Nombre de loyers étaient dus au titre de terrains compris dans l’agrandissement de Vauban (Bastion de la Bruche, Porte des bouchers, quartier Saint-Nicolas-aux-Ondes, etc.). Ils étaient réglés par des Français nouveaux venus. Les loyers du Temporalzinsbuch ne se limitent cependant pas à ces nouveaux terrains compris dans l’enceinte de Vauban. Ce sont en effet des Français qui doivent les loyers enregistrés au Marais Vert, normalement enregistrés dans le registre ordinaire même s’ils sont dus par des non-bourgeois. Le Temporalzinsbuch sert ainsi à enregistrer les loyers dus par des manants français. C’est aussi l’époque du Temporalschirm, manance précaire (temporelle disait-on par latinisme au XVIII° siècle, à rendre par « précaire » plutôt que « temporaire » qui suggère une durée nécessairement limitée). On peut donc rendre Temporalzinsbuch par « registre des loyers précaires ». Ces loyers une fois considérés comme durables sont d’ailleurs reportés dans le registre des loyers intra-muros en 1734 : à partir de cette date, ce sont des loyers ordinaires.
Les limites du Temporalzins, soit le loyer précaire, restent cependant difficile à établir.
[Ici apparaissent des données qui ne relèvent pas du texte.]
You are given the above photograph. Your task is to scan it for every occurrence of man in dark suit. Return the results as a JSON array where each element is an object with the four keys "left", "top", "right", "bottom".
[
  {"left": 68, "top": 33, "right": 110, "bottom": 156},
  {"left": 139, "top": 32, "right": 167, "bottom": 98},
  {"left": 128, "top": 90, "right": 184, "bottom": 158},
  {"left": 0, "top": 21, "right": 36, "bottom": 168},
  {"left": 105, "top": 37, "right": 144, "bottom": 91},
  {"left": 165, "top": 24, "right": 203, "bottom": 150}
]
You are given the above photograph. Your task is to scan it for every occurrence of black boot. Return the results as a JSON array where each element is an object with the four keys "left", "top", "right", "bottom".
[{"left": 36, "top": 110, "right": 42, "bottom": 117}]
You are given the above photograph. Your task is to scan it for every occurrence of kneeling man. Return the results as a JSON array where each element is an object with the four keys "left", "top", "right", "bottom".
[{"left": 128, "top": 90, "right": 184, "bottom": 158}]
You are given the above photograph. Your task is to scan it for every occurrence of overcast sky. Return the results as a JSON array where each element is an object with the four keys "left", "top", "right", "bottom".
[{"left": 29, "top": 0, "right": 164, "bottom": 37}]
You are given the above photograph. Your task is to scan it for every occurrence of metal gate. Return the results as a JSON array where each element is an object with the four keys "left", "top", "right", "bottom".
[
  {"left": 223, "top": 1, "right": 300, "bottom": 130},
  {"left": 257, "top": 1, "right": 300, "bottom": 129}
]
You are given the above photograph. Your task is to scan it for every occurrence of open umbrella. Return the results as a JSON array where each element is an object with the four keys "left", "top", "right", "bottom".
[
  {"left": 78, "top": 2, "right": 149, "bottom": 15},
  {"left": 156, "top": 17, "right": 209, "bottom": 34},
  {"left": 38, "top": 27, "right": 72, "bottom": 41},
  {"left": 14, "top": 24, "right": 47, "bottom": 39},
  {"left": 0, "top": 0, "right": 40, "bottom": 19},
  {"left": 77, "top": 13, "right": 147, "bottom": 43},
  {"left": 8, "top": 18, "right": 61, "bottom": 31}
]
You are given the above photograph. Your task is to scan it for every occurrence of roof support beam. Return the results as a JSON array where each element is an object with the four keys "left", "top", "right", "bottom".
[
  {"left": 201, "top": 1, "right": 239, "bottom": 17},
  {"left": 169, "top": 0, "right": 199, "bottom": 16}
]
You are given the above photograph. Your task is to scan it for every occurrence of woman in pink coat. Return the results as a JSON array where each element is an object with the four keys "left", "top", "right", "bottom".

On y trouve des permissions accordées à des bourgeois pour poser des planches sur le communal comme il y en a aussi dans le registre ordinaire : par exemple au folio G où le batelier André von Gottesheim est autorisé à entreposer des planches sur un terrain près du canal aux Fleurs (Blumengiessen) ou au folio 63 où le le boucher Samuel Goldtbach bénéficie d’un droit de pacage. Le registre ordinaire et le registre des loyers précaires enregistrent tous deux des terrains hors du ban de Strasbourg, comme ceux au-delà du Rhin, à Kehl et Eckartsweier (folio 67) ou à Elgersweier et Zunsweier (folio 68 v°).
Il est assez caractéristique que dans le Temporalzinsbuch les loyers des places devant la Cathédrale, à Saint-Martin ou au Fronhoff soient dus par des Français : ils sont en effet généralement portés au registre ordinaire – même si on trouve Daniel Fuhrmann au folio 36 verso, c’est-à-dire un loyer ajouté par la suite comme sur tous les versos.
On peut ainsi conclure que le loyer précaire est à la fois défini par l’objet sur lequel il est assis et par la personne qui doit le régler. On a en effet ouvert peu d’articles pour des bourgeois, la plupart l’ont été pour des manants. Comme beaucoup de loyers sont assis sur des objets faciles à identifier (Bastion de la Bruche, Porte des bouchers, etc.), il n’a pas été gênant de se reporter à un registre spécial lors de la perception des loyers. Il en va cependant autrement quand il s’agit de loyers dus pour des objets qui sont pour la plupart enregistrés dans le registre ordinaire, comme ceux assis sur des places de marché (devant la Cathédrale, place Saint-Martin, etc.). Ce doit être là une des raisons qui ont incité l’administration comptable à reporter les articles dans le registre ordinaire en 1734 pour les maisons et en 1741 pour la plupart des autres articles. De cette date, le loyer précaire se confond avec le loyer ordinaire, la distinction établie à partir de 1685 n’a plus cours. Dans l’intervalle ces terrains qui avaient été assez vaguement définis au début ont été arpentés et appartenaient pour la plupart à des bourgeois d’origine française ou non : ils étaient devenus des terrains ordinaires que leur histoire seule distinguait des autres.